Calculus II

Authors

Aven Peters

Gustavo Diaz

Yesterday we learned the basic idea behind differentiation, one of the two main topics in calculus. Today, we’re going to focus on the other major topic, which is called integration. As before, go to this link and enter the following code.

ajrzbz

Riemann sums

A Riemann sum is a series of rectangles used to approximate the area under a curve. For example, suppose we wanted to find the area of the region bounded by the function \(f(x) = 3x^2\), the \(x-axis\), and the line \(x = 4.\) How might we do this?

First, we should decide how many rectangles we want to use. For now, let’s use \(8\) rectangles that are each \(0.5\) units wide. Then the formula for the area of rectangle \(i\) is \(f(x_i)*0.5\) for some value of \(x_i.\)

Since we know the formula for each rectangle, we can write the sum of all \(8\) rectangles like this:

\[\sum_{i = 1}^{8} f(x_i)*0.5.\]

Which value of \(x_i\) should we choose? There are three common options:

  • The left endpoint of the rectangle

  • The right endpoint of the rectangle

  • The midpoint of the rectangle.

In the first case, we would set \(x_1 = 0, x_2 = 0.5, x_3 = 1, ..., x_8 = 3.5.\)

In the second case, we would start with \(x_1 = 0.5\) and go up to \(x_8 = 4.\)

Finally, we could use the midpoint, which would mean \(x_1 = 0.25, x_2 = 0.75, ..., x_8 = 3.75.\)

Let’s use the right endpoint for now. Then we can approximate the area under the curve as

\[ \sum_{i = 1}^{8} f(x_i)*0.5 = \sum_{i = 1}^{8} 3*x_i^2*0.5.\] Rather than computing this by hand, let’s use R as a calculator:

i <- c(1:8) # create a vector of i's

x_i <- i/2 # create a vector of x_i's

f_x_i <- 3*(x_i)^2 # compute the value of f at each x_i

area_i <- f_x_i*0.5 # compute the area of rectangle i

sum(area_i) # add them up
[1] 76.5

We can easily adjust this code to use the left endpoint or the midpoint. Try it!

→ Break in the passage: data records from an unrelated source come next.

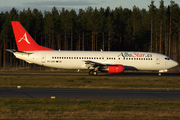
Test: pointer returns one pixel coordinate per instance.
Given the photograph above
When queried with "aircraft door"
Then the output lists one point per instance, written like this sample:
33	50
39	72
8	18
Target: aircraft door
157	59
43	58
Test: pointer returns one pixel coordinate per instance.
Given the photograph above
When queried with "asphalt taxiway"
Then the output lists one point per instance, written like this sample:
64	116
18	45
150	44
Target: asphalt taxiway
89	94
126	74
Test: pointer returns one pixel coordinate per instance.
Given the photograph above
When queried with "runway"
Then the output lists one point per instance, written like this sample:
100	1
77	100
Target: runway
126	74
89	94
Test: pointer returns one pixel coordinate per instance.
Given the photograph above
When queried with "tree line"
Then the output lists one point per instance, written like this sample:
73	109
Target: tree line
121	29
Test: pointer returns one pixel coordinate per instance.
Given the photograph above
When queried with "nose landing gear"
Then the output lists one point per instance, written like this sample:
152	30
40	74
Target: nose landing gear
92	72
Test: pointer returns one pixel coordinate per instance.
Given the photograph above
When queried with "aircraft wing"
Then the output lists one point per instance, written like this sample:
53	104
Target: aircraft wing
94	64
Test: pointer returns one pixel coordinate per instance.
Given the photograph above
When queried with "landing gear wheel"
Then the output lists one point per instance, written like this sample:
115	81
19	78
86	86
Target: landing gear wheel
91	72
95	73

What if we wanted to make this a little more abstract? How would we adjust this formula to use \(n\) rectangles for any \(n \in \mathbb{N}\)?

To do this, we could define \(x_i\) as \(4i/n\). We’d also have to multiply \(f(x_i)\) by \(4/n\) rather than \(0.5\) to get the area of each rectangle. If we make these changes, our formula looks like this:

\[\sum_{i=1}^{n} f(x_i)*(4/n).\] Computationally, we can create an R function that adds this up for us given any value of \(n.\)

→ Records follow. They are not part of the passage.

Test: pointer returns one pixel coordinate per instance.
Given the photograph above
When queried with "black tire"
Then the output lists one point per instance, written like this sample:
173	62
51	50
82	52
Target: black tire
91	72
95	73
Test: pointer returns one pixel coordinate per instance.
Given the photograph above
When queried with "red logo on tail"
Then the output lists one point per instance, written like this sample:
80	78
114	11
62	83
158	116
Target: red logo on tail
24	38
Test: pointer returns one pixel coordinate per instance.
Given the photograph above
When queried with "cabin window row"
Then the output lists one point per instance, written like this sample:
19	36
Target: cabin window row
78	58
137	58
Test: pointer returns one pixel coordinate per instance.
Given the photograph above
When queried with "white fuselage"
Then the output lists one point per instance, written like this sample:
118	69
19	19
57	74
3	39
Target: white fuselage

riemann_sum <- function(n) {
  i <- c(1:n) # create a vector of i's

  x_i <- 4*i/n # create a vector of x_i's

  f_x_i <- 3*(x_i)^2 # compute the value of f at each x_i

  area_i <- f_x_i*4/n # compute the area of rectangle i

  sum <- sum(area_i) # add them up
  
  return(sum)
  
}

riemann_sum(10)
[1] 73.92
riemann_sum(20)
[1] 68.88
riemann_sum(100)
[1] 64.9632
riemann_sum(1000)
[1] 64.09603
riemann_sum(5000)
[1] 64.0192

As the number of rectangles increases, it seems like our estimate gets closer and closer to \(64.\)

Definite Integrals

Now let’s formalize our work using some of the notation we developed yesterday. If we let the number of rectangles approach infinity, our estimate of the area under the curve \(f\) between \(x = 0\) and \(x = 4\) is

\[ \lim_{h \rightarrow \infty} \sum_{i=1}^{n} f(x_i)*\frac{4}{n}.\]

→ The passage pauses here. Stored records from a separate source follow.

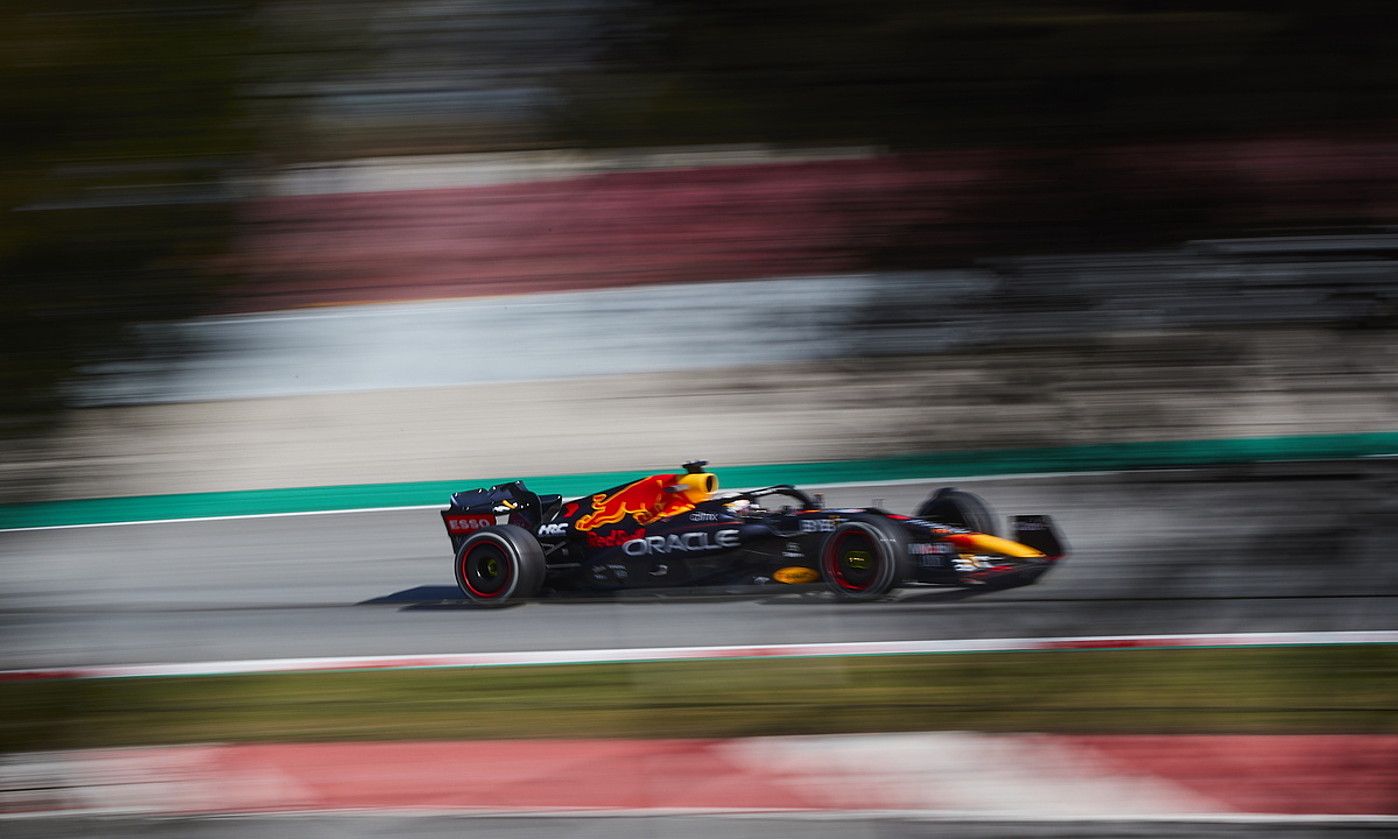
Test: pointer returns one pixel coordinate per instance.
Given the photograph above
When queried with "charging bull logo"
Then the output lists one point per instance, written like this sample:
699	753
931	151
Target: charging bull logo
643	499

What if we wanted to generalize this formula to intervals other than \([0,4]\)? The only thing that changes is the width of the rectangles. We can write \[\lim_{h \rightarrow \infty} \sum_{i=1}^{n} f(x_i)*\frac{b-a}{n},\] where \(x = a\) is the lower limit of the function and \(x = b\) is the upper limit (i.e., the interval is \([a,b]\) instead of \([0,4]\)).

Because this formula allows us to find the area under the curve of an arbitrary function, we have special notation for it. Specifically, we can write \[\int_{a}^{b} f(x)dx,\] which is referred to as the definite interval of \(f(x)\) from \(a\) to \(b.\)

How do we compute this?

Historically, mathematicians around the world found ways of computing definite integrals for specific functions of interest, without developing a systematic theory that works for any function. After the development of differential calculus in the early 17th Century, mathematicians discovered a shortcut known as the Fundamental Theorem of Calculus.

The Fundamental Theorem of Calculus

Formally, the fundamental theorem of calculus states that if a function \(f(x)\) has a derivative, \(f'(x)\), then

\[ \int_{a}^{b} f'(t) dt = f(b) - f(a).\]

That is, if we can find some function \(f\) whose derivative is the function inside the integral (\(f'(x)\)), we can easily compute the definite integral for any values of \(a\) and \(b.\) Conceptually, differentiation is the inverse of integration.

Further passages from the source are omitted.